A Staggering Number Of U.S. Hospitals Don't Require Staff Flu Shots

Photographed by Jessica Nash.
Say it with us: The flu shot should not skipped, ignored, or in any way foregone this — and every — winter season (unless you are less than 6 months old or in some other rare exception category). To avoid this simple vaccine is to defy common sense, and more importantly, doctors' orders. Why, then, does it appear that doctors don't uphold their own orders? A study recently published in the journal Infection Control & Hospital Epidemiology found that less than half of all hospitals in the United States require employees to get the flu shot.

Of the 386 non-VA hospitals that responded to the researchers' survey, only about 43% required staff (doctors, nurses, and other healthcare workers) to be vaccinated — despite the CDC's recommendation that all healthcare providers do so.
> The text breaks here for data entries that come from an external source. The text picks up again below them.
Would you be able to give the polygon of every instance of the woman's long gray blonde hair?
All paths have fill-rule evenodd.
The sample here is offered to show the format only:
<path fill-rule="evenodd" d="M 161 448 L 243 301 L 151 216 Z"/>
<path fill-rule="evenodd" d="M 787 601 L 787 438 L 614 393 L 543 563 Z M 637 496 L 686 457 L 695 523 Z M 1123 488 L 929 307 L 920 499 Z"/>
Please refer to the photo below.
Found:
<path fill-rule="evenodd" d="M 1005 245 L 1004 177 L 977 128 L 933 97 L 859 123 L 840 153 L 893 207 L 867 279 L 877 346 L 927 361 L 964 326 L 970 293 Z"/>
This comes as a major surprise, since, to state the obvious, vaccinated doctors and nurses would help prevent the flu from spreading inside and outside of the hospital in which they work. We've previously reported on the importance of herd immunity, which would only be bolstered (and helpful to everyone) in a hospital where all workers were already immunized before even the first patient of the season arrived.

Within this problem lurks the anti-vaccine movement and the larger, national debate therein. We could make an attempt at verbal sparring over such things in this space, but we'd rather keep it simple. Doctors and healthcare workers of America, even if your job is not at stake, please get a flu shot — if not for yourselves, then for us, your potential patients.